Scott and his team run these houses through another algorithm that tests the soundness of the design. Will these houses stand up? In protein parlance, do these computer-created amino acid chains look and act and fold like proteins? The algorithm comes up with a short list of best candidates.
Next, the simulation makes the jump to real life.
Each amino acid has specific DNA code. Making DNA is a matter of stringing together the genetic instructions for each phytase enzyme. “This is easy,” Scott says. He sends these codes off to a company that builds DNA. A few days later, batches of real DNA arrive at the GIFS door.
The limitation here is cost. It may only cost a few hundred dollars for each DNA synthesis, but 1,000 sets of DNA could be $200,000 or more.
Scott opens his Fedex boxes of DNA and inserts the code into yeast. “Basically we stress the yeast cells to the point where they’re weak enough to absorb the new DNA,” he says. This occurs in nature all the time. Humans who are stressed are more likely to get sick from a virus. In our weakened states we take on the virus DNA.
Just like that, engineered phytase enzymes are now part of living organisms. Ready for testing.

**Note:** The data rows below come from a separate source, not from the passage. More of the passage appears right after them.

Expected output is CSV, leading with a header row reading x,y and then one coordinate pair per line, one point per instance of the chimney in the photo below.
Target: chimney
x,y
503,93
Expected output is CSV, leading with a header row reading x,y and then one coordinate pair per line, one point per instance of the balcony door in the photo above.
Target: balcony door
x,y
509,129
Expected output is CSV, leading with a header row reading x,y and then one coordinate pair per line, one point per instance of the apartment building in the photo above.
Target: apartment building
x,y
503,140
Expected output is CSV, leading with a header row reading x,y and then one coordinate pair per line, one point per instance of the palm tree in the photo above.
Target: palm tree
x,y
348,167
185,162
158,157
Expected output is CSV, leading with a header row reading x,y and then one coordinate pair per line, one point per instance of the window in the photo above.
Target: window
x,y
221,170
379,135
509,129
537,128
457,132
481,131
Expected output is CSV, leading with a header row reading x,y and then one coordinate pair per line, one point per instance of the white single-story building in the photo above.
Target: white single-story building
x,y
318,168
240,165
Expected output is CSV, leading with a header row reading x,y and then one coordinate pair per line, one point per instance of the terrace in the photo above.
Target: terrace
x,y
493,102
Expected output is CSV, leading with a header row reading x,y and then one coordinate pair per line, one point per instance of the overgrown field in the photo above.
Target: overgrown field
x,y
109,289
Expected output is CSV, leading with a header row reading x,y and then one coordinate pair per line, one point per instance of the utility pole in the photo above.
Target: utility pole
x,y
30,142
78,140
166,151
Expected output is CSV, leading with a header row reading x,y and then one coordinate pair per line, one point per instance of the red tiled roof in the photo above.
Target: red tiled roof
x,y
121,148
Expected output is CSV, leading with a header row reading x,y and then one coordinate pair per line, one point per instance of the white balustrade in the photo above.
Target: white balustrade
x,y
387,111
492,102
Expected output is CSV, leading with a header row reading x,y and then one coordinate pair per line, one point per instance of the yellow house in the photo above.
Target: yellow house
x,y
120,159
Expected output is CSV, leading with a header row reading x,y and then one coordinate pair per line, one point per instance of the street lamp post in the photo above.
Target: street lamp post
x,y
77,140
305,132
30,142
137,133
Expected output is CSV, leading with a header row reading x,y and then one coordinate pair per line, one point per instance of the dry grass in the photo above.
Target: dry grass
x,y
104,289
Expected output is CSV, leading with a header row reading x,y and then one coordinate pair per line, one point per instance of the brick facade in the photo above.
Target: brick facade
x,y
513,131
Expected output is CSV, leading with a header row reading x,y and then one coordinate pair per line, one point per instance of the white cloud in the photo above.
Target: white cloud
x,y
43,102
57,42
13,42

For one test, scientists put the enzyme-carrying yeast into a petri dish with real phytate particles, which look like white sand, Scott says. Phytase from the yeast, like saliva from our mouths, attacks the phytate particles, converting them to a milky colour and finally a clear round puddle. The puddle in the middle of the dish then is a circle of plant-available phosphate. For another test, the team extracts phytase from the yeast and adds that pure enzyme to phytate, measuring the phosphate release. Both methods are common. The second has been used around the world for 45 years or more, Scott says.

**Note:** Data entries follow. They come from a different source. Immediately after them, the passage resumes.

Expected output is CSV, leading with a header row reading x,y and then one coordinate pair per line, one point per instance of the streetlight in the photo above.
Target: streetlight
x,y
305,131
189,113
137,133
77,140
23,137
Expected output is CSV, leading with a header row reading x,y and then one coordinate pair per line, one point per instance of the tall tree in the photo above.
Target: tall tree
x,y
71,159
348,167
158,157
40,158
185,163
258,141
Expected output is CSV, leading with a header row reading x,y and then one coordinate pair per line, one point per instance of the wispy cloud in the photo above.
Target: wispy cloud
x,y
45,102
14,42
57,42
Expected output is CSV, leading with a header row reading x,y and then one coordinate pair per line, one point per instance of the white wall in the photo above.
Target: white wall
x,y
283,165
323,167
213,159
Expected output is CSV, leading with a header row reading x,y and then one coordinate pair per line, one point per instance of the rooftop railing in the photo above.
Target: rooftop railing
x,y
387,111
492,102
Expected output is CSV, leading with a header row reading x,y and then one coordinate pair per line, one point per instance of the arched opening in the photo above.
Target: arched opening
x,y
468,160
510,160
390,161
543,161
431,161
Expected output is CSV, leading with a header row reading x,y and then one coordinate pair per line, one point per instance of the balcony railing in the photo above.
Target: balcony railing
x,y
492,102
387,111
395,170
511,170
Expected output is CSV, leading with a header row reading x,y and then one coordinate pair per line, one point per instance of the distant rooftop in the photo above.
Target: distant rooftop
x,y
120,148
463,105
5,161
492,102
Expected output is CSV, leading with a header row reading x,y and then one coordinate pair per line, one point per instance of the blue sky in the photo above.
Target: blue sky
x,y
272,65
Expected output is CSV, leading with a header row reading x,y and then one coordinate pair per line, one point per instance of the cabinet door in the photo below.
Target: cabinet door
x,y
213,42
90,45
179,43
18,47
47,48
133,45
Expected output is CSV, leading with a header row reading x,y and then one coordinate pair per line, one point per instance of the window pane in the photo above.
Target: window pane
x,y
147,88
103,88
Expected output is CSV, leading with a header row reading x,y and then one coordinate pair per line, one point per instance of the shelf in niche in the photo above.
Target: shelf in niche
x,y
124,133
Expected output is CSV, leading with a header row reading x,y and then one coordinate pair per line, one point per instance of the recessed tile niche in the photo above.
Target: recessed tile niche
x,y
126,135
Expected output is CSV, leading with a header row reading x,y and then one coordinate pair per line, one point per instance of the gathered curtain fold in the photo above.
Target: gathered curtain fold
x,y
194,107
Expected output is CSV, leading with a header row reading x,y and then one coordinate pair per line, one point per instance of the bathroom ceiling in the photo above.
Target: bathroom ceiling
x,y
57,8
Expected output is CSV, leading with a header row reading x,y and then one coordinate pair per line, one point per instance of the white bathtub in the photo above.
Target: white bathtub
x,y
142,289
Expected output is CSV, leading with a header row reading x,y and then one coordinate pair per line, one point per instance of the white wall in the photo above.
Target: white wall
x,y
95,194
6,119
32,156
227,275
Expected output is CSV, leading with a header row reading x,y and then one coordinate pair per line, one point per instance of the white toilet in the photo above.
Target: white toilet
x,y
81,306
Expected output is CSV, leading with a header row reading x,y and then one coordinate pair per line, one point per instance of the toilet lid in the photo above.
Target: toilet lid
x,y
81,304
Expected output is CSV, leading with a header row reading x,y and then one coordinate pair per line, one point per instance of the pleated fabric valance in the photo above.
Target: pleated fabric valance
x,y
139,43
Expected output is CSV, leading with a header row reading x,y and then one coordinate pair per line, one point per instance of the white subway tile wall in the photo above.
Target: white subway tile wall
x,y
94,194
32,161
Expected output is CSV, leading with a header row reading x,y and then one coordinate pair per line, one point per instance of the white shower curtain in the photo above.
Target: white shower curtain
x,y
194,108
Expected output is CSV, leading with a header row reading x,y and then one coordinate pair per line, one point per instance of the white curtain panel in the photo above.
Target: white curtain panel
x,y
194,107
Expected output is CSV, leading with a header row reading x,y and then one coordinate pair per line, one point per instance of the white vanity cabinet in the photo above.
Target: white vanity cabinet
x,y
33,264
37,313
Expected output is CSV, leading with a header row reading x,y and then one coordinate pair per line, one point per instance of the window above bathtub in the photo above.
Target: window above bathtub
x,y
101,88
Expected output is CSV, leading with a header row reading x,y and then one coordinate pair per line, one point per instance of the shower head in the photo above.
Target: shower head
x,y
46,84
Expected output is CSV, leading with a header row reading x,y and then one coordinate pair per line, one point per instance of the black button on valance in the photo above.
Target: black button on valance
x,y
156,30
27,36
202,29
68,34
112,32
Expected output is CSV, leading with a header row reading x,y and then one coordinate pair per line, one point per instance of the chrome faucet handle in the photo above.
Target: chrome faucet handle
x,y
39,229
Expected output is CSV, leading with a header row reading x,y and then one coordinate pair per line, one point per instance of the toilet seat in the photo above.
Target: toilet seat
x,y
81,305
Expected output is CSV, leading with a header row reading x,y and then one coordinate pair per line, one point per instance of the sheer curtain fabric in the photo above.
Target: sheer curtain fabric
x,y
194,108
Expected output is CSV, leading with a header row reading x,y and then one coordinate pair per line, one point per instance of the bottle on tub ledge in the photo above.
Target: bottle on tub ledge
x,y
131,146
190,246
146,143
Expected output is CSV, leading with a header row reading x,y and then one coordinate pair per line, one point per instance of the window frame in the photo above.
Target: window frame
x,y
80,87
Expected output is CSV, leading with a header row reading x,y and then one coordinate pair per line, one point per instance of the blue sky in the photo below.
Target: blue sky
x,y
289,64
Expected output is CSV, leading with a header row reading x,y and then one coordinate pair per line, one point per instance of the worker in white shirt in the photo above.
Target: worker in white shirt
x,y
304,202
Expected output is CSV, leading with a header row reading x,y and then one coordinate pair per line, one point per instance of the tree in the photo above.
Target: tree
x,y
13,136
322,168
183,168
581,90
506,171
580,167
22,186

The difference, though, is that with today’s new approach researchers use these tools not to test various natural or wild phytase enzymes, but to test ones created with computer models and machine learning.
“We are taking more intelligent shots on goal,” Scott says.

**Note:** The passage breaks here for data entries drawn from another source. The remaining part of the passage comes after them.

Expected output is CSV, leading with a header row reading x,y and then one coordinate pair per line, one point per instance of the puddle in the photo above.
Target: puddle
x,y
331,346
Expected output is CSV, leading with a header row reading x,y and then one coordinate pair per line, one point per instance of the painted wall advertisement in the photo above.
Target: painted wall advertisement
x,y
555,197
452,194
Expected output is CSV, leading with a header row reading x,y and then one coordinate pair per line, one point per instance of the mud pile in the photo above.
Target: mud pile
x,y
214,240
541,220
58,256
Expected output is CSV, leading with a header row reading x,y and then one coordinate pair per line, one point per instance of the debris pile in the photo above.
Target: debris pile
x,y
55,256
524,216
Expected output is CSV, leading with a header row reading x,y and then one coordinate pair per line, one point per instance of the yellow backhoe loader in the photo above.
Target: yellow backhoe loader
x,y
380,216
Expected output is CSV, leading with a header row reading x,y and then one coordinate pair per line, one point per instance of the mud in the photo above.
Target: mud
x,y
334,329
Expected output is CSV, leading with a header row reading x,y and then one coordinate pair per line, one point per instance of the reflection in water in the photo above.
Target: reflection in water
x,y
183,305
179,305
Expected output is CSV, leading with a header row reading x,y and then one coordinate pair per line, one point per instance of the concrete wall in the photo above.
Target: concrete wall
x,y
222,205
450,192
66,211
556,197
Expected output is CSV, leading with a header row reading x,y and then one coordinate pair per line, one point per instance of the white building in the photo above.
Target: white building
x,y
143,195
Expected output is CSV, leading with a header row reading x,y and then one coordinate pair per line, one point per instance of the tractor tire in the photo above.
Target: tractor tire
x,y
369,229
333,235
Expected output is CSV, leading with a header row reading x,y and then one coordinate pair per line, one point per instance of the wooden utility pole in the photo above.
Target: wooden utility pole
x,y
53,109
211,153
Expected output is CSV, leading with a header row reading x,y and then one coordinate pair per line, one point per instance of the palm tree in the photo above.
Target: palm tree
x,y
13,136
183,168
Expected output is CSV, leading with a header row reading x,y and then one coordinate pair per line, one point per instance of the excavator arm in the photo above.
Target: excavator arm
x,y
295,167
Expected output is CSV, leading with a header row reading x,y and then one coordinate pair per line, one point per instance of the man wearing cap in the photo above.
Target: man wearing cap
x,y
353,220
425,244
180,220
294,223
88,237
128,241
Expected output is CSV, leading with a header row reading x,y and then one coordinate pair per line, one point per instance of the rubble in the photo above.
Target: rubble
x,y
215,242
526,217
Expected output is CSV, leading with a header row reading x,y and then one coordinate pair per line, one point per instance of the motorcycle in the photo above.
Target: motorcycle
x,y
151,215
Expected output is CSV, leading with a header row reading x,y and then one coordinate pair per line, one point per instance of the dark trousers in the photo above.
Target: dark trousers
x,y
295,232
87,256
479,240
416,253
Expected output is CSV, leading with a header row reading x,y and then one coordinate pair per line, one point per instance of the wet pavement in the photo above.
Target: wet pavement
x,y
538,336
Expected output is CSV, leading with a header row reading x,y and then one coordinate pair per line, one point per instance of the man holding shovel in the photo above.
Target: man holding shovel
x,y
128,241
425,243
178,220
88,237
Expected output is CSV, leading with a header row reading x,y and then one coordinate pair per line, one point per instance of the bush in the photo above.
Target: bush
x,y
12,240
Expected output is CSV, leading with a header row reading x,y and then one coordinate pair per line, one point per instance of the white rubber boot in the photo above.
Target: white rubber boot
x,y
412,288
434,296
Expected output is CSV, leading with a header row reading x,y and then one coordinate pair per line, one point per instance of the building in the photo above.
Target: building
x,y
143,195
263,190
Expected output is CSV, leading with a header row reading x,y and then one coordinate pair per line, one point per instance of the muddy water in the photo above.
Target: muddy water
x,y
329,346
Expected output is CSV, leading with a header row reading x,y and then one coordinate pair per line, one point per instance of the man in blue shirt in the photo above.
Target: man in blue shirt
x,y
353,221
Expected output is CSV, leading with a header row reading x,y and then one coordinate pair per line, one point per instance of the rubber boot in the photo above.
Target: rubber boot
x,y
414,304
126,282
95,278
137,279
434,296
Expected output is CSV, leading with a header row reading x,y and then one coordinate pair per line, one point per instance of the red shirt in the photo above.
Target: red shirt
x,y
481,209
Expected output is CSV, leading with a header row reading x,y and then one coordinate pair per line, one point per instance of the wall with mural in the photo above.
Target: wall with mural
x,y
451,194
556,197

Using the automated equipment at their foundry, GIFS scientists will pick the best few phytase enzymes from among the thousands, using the best few to make an even better template. And it goes around again. That is how automation and machine learning can help scientists improve on nature.
At some point, when a new enzyme ticks all the boxes, it goes for field testing. If it exceeds expectations, a disrupter hits the market and flips the phosphate supply chain on its ear.
But let’s not get ahead of ourselves.
“We don’t have anything yet,” Scott says. “We’re not even close.”
Even if it doesn’t produce a commercial product, the GIFS phytase work will have served its purpose. “This is an exploratory project for us,” Scott says. “We are using it to plant our flag in the ag enzyme design space — a space with a lot of opportunities.”
Ultimately, GIFS wants to have the world’s first four-phase — “design-build-test-learn” — ag foundry. It will perform engineering biology on a contract basis, generating revenue through fee-for-service or partnerships with entrepreneurs, academics, government institutions and companies.
“Once we validate our system with the phytase project, it will be much easier next time,” Scott says.
And next time could be enzymes or other bio-engineered products that improve crop tolerance to drought, heat or disease. Or that fix plant-available nitrogen. Or provide sustainable pesticides, micronutrients, pheromones or antimicrobials.
“We can be growing these products instead of extracting them or using fossil fuels to produce them,” Scott says. “Everybody wants a more sustainable and greener world. To achieve that, we want to be able to use every technology that is safe and ethical.”